Dokument-ID: 736248

Judikatur | Entscheidung

5 Ob 72/14w; OGH; 30. Juni 2014

GZ: 5 Ob 72/14w | Gericht: OGH vom 30.06.2014

Kopf

Der Oberste Gerichtshof hat durch den Senatspräsidenten Hon.-Prof. Dr. Danzl als Vorsitzenden sowie die Hofrätinnen und Hofräte Dr. Lovrek, Dr. Höllwerth, Dr. Grohmann und Mag. Wurzer als weitere Richter in der wohnrechtlichen Außerstreitsache der Antragsteller 1. B***** H*****, 2. A***** H*****, beide *****, vertreten durch Winkler Reich-Rohrwig Illedits Wieger Rechtsanwälte-Partnerschaft in Wien, gegen die Antragsgegnerin Gemeinnützige W***** mit beschränkter Haftung, *****, vertreten durch Mag. Thomas Reisch, Rechtsanwalt in Wien, wegen §§ 14, 22 Abs 1 Z 6 WGG, über den außerordentlichen Revisionsrekurs der Antragsteller gegen den Sachbeschluss des Landesgerichts für Zivilrechtssachen Wien als Rekursgericht vom 12. Februar 2014, GZ 38 R 326/13t-9, den

Beschluss

gefasst:

Spruch

Der außerordentliche Revisionsrekurs wird mangels der Voraussetzungen des § 22 Abs 4 WGG iVm § 62 Abs 1 AußStrG zurückgewiesen.

Begründung

Die Vorinstanzen bejahten übereinstimmend das Vorliegen einer Nutzungsvereinbarung unter Zugrundelegung der Bestimmungen über die Entgeltbildung nach dem WGG, die die Antragsgegnerin berechtigten, den Bauzins entsprechend dem von ihr neu abgeschlossenen Baurechtsvertrag gemäß § 14 Abs 1 Z 4 WGG als Entgelt weiter zu verrechnen.
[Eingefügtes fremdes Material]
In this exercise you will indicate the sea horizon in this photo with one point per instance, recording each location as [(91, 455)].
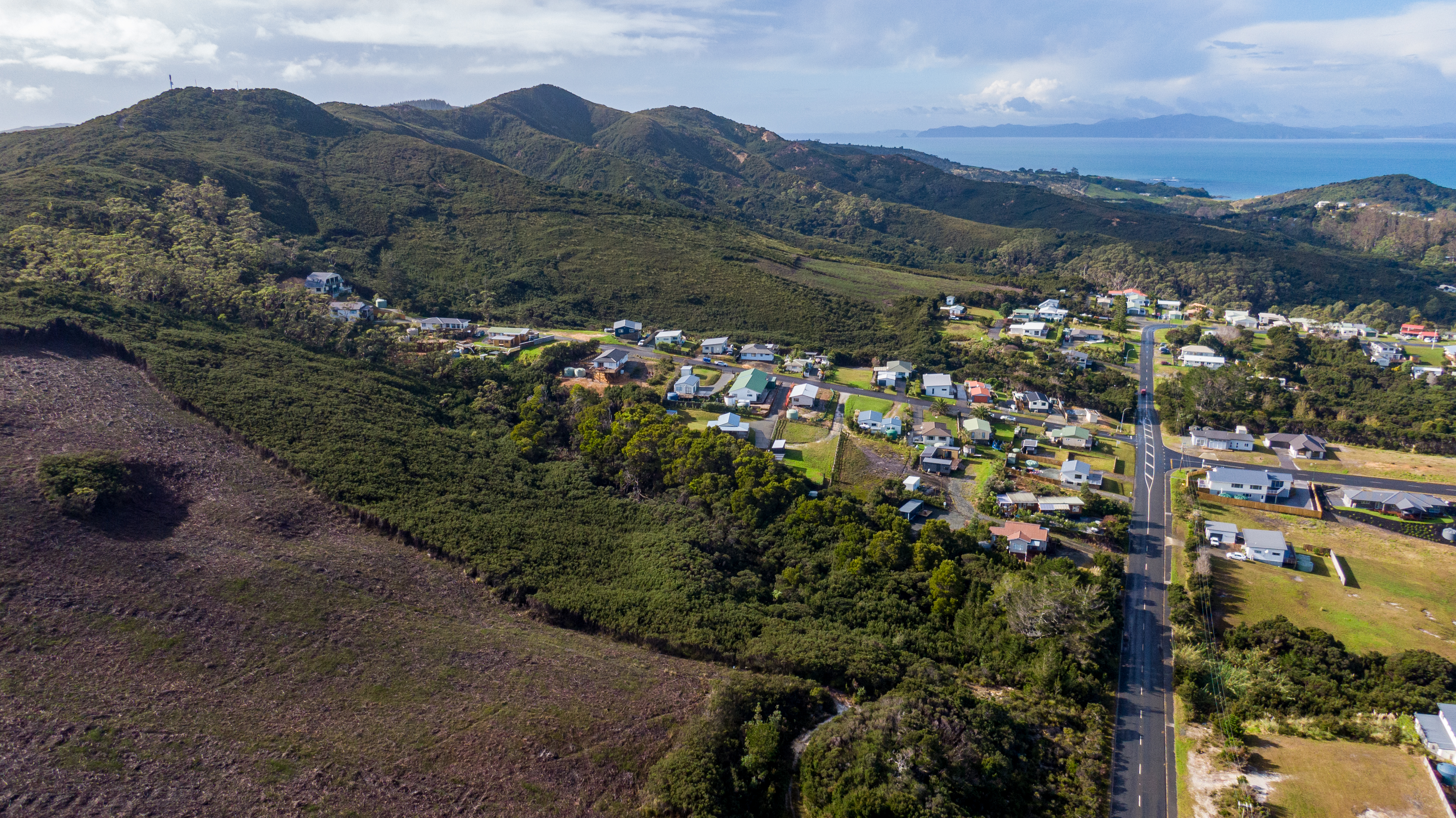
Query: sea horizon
[(1235, 169)]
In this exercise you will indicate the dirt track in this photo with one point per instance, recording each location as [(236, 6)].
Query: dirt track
[(229, 645)]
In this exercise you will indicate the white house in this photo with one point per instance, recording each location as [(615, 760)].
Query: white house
[(717, 347), (325, 283), (731, 424), (807, 395), (1080, 474), (350, 310), (1438, 731), (1221, 440), (873, 421), (938, 386), (756, 353), (1247, 484), (749, 386), (1267, 548), (688, 383), (893, 373), (431, 325), (932, 434)]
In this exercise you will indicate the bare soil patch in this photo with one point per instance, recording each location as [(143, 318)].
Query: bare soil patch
[(231, 645)]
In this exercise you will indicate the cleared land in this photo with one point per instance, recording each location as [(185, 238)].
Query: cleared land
[(1346, 459), (1404, 593), (228, 644), (1320, 779)]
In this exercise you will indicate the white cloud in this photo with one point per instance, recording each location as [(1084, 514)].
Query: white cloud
[(91, 38), (541, 27)]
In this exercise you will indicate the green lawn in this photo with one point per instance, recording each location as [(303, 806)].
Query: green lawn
[(860, 379), (861, 402), (816, 460), (1404, 591), (804, 433)]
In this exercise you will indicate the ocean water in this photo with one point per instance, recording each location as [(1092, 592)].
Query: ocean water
[(1227, 168)]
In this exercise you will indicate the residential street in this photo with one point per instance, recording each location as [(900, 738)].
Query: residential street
[(1143, 782)]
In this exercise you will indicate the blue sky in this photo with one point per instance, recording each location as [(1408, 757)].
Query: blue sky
[(794, 66)]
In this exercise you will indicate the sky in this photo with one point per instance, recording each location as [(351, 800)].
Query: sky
[(793, 66)]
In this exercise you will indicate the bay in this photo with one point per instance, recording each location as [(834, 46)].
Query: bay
[(1237, 169)]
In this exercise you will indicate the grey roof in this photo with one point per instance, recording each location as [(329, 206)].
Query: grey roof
[(1227, 475), (1270, 541), (1436, 731), (1216, 434)]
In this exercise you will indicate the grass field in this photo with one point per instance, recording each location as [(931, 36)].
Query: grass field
[(814, 459), (804, 433), (861, 402), (864, 281), (1344, 459), (858, 379), (1404, 591), (1321, 779)]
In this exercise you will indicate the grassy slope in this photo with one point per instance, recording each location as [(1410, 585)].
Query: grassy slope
[(233, 635)]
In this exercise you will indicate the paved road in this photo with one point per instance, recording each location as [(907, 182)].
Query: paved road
[(1143, 784)]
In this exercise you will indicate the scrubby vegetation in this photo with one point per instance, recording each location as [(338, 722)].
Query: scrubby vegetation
[(81, 484)]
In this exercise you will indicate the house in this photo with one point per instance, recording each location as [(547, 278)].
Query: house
[(1309, 447), (873, 421), (977, 428), (807, 395), (940, 459), (893, 373), (977, 392), (509, 337), (688, 383), (433, 325), (350, 310), (932, 434), (938, 386), (1080, 474), (1407, 506), (1072, 437), (1069, 506), (325, 283), (1267, 548), (1438, 731), (717, 347), (730, 424), (1023, 539), (1030, 329), (1222, 441), (749, 386), (627, 329), (612, 362), (1256, 485), (1017, 501), (758, 353), (1036, 402), (1221, 533)]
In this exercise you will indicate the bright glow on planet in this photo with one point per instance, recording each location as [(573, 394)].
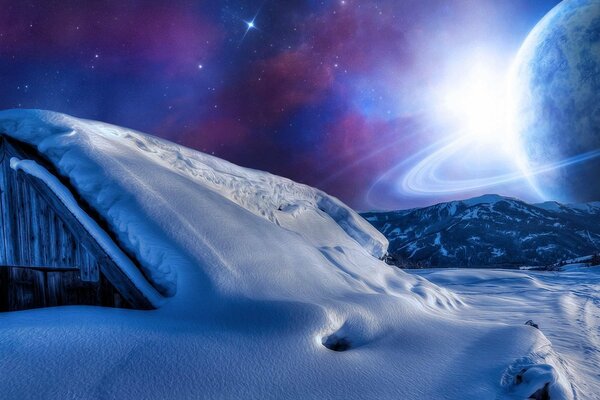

Die Antragsteller machen in ihrem außerordentlichen Revisionsrekurs keine Rechtsfragen von der Bedeutung gemäß § 62 Abs 1 AußStrG (iVm § 22 Abs 4 WGG) geltend.

Rechtliche Beurteilung

1. Bei der Berechnung des Entgelts darf nach § 14 Abs 1 WGG unter anderem (Z 4) im Falle der Einräumung eines Baurechts der jeweils zu entrichtende Bauzins angerechnet werden. Mit diesem Entgeltbestandteil ist der gesetzlich zulässige Bauzins gemeint (5 Ob 6/94 = MietSlg 46/5; Würth/Zingher/Kovanyi, Miet- und Wohnrecht22 § 14 WGG Rz 10). Dass der in dem von der Antragsgegnerin neu abgeschlossenen Baurechtsvertrag vereinbarte Bauzins der Bestimmung des § 3 Abs 2 BauRG oder sonst zum Nachteil der Nutzungsberechtigten gegen zwingende gesetzliche Vorschriften verstieße bzw „jenseits von Gut und Böse“ angesiedelt wäre (so Vonkilch, Fragen der Entgeltbildung bei Abschluss von Kettenbaurechtsverträgen durch gemeinnützige Bauvereinigungen, wobl 2010, 198 [200]), haben die Antragsteller im Verfahren nie geltend gemacht. Dafür bestehen auch keine Anhaltspunkte.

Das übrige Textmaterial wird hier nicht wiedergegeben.